部屋を見回している2人に、お店用エプロンを手渡す。
「瑞希君、髪型それじゃダメなんだ。
髪の毛が前にきちゃって食べ物に入っちゃうから、後ろで一つ結びにして?」
「えー? ツインテールは僕のチャームポイントで、ポリシーで、人生のテーマなのにダメなの?」
「うんダメ。
お店の中では、ポリシー曲げて、人生のテーマも変えてね」
「うあ〜厳し〜
紫ちゃんアレみたい。
か弱い新人OLをいびる、社内のお局的な恐いおばちゃん」
「…… 真面目にやらないと給料払わないよ?」
「ごめんなさい…」
瑞希君が慌ててツインテールを解き、ポニーテールに結び直したのを見て、私もヘアゴムを出した。
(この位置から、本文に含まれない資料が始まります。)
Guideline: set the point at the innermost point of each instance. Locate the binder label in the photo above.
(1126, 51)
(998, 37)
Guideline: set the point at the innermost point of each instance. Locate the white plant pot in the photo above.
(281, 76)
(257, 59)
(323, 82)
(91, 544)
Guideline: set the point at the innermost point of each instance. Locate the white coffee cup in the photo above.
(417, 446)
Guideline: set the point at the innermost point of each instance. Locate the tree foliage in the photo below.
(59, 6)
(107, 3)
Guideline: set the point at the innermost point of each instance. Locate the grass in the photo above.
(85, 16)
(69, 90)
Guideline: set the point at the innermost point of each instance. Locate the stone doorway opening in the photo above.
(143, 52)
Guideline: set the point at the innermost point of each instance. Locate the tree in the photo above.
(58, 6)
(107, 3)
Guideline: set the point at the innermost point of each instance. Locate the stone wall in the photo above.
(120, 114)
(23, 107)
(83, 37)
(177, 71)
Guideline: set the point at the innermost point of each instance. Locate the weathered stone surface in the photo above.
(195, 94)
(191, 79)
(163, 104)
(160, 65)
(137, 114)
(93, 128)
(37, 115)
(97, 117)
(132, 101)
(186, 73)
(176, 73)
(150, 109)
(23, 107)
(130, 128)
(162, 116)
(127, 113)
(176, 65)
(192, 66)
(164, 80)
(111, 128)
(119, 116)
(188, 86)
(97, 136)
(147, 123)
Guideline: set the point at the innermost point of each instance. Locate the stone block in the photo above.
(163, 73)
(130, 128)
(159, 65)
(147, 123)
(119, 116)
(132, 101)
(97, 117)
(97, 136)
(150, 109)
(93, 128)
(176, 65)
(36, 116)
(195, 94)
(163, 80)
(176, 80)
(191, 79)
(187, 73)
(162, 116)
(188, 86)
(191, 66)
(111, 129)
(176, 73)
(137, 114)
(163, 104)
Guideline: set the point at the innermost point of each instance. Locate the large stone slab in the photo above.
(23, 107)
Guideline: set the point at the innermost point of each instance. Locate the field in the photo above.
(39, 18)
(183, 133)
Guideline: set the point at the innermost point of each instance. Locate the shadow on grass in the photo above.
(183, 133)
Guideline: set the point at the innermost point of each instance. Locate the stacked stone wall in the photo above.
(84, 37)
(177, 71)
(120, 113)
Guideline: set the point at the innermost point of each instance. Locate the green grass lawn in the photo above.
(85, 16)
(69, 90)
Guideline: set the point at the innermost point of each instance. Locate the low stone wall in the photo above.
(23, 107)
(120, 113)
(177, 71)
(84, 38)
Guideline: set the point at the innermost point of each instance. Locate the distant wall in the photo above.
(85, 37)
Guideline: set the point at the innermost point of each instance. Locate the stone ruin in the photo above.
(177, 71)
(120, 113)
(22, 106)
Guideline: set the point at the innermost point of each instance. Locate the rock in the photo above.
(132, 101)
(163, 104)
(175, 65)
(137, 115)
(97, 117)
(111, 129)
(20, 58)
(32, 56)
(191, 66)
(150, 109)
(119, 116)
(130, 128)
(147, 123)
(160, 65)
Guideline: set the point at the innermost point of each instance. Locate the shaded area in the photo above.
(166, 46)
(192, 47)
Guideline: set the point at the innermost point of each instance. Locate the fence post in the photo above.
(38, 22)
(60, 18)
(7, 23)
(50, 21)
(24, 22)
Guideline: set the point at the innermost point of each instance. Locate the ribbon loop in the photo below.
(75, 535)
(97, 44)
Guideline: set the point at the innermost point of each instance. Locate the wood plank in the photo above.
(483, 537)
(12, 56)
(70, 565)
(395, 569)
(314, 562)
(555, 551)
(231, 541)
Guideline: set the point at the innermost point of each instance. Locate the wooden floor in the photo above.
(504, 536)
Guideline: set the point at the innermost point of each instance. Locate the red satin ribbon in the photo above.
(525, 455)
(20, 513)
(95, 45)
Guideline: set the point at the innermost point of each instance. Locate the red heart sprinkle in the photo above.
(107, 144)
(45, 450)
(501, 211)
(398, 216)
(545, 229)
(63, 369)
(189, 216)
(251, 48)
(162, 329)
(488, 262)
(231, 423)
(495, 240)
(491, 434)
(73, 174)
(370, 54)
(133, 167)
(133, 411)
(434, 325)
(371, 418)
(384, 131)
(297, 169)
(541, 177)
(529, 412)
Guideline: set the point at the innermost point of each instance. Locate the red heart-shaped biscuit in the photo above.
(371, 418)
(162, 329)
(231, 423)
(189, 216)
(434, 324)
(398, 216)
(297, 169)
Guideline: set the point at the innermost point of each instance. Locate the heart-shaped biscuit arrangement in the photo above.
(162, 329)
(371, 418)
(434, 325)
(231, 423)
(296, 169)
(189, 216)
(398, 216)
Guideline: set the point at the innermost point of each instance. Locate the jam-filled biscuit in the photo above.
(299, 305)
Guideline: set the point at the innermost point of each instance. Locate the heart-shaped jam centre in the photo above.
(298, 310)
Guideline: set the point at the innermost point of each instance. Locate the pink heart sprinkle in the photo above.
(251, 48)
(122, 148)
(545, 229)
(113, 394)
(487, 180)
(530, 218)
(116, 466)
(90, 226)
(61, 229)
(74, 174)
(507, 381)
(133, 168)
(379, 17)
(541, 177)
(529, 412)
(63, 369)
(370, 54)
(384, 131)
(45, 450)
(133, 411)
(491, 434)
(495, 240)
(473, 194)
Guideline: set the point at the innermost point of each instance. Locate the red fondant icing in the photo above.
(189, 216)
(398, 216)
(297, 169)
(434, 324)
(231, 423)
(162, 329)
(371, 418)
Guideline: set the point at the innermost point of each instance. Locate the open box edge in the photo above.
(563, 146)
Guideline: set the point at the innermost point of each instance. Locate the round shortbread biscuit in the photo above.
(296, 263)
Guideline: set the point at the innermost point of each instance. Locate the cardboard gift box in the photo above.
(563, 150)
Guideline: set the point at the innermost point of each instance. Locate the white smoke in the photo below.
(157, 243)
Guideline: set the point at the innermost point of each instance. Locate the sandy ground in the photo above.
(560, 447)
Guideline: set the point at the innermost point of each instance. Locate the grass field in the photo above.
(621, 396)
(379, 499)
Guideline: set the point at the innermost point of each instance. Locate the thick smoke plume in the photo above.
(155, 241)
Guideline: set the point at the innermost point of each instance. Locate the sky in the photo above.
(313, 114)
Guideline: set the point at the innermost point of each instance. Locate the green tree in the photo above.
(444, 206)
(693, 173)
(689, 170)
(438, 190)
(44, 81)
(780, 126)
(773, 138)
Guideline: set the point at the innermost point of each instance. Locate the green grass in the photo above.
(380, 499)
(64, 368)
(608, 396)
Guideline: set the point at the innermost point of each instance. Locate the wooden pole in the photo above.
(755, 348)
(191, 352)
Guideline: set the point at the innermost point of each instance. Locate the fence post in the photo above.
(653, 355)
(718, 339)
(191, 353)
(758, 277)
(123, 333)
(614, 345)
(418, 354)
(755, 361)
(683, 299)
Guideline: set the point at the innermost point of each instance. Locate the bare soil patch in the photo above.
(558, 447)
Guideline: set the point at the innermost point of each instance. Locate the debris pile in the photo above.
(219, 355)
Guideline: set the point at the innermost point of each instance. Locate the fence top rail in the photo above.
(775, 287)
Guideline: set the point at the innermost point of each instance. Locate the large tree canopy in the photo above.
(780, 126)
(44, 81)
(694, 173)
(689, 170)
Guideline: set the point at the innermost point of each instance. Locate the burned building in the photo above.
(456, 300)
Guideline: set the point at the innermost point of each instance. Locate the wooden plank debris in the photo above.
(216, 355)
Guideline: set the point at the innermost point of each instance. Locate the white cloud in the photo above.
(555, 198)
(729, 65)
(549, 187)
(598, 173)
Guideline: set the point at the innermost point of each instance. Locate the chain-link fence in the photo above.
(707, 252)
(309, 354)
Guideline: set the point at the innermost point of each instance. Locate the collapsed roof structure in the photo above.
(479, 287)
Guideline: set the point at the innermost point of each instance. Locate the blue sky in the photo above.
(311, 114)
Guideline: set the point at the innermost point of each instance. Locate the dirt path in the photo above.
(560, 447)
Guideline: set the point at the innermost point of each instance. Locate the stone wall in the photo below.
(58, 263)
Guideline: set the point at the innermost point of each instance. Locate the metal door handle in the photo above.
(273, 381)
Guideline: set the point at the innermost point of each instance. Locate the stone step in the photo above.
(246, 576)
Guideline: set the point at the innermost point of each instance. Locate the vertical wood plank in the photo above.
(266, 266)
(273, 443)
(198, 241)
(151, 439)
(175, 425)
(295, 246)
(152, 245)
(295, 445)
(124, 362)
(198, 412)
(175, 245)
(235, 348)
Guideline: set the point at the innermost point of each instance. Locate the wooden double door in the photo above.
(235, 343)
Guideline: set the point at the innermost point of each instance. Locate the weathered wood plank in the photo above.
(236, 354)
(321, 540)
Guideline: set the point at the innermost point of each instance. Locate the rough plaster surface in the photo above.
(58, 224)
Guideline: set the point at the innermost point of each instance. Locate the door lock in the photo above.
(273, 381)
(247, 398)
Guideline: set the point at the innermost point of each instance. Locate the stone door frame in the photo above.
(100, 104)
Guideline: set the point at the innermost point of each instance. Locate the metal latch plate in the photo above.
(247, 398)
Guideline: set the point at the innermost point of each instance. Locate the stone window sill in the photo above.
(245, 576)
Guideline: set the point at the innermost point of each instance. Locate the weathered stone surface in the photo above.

流星に「お願い」と言って手渡し、肩までの髪を後ろで一つに結わえて貰う。
髪を結うには両手が必要。
左手生活に慣れても、やっぱり出来ない事は結構ある。
だから本当は、私がお店に出ても邪魔にならないか、不安だった。
レジは打てるし会計は出来ると思うけど、
商品の袋詰めやラッピングは、きっとモタモタしてしまう。
不安だけど…
母にはレジ前は出来るから任せて欲しいと自分から言った。
お荷物になりたくない。
私も家族の役に立ちたい。
出来ないなんて…言いたくない…
緊張と不安が入り混じり、黙り込んでいると、
私の髪を結い終えた流星が、前に回り込み、顔を覗き込んだ。
薄茶色の綺麗な瞳が私をまっすぐに捕らえ、ふっと柔らかく微笑んだ。
手を取り、優しく握りしめてくれる。
「紫…力が入りすぎてる。
看板娘がそんな顔してたら、観光客の楽しさは半減するよ?
ほら、笑ってよ。
ここは君が一番輝ける場所だろ?
6年前みたいに眩しい笑顔を見せて?
大丈夫一人じゃない、みんな君の味方だよ」
「流星……うん、そうだったね…私また皆に頼る事を忘れてた。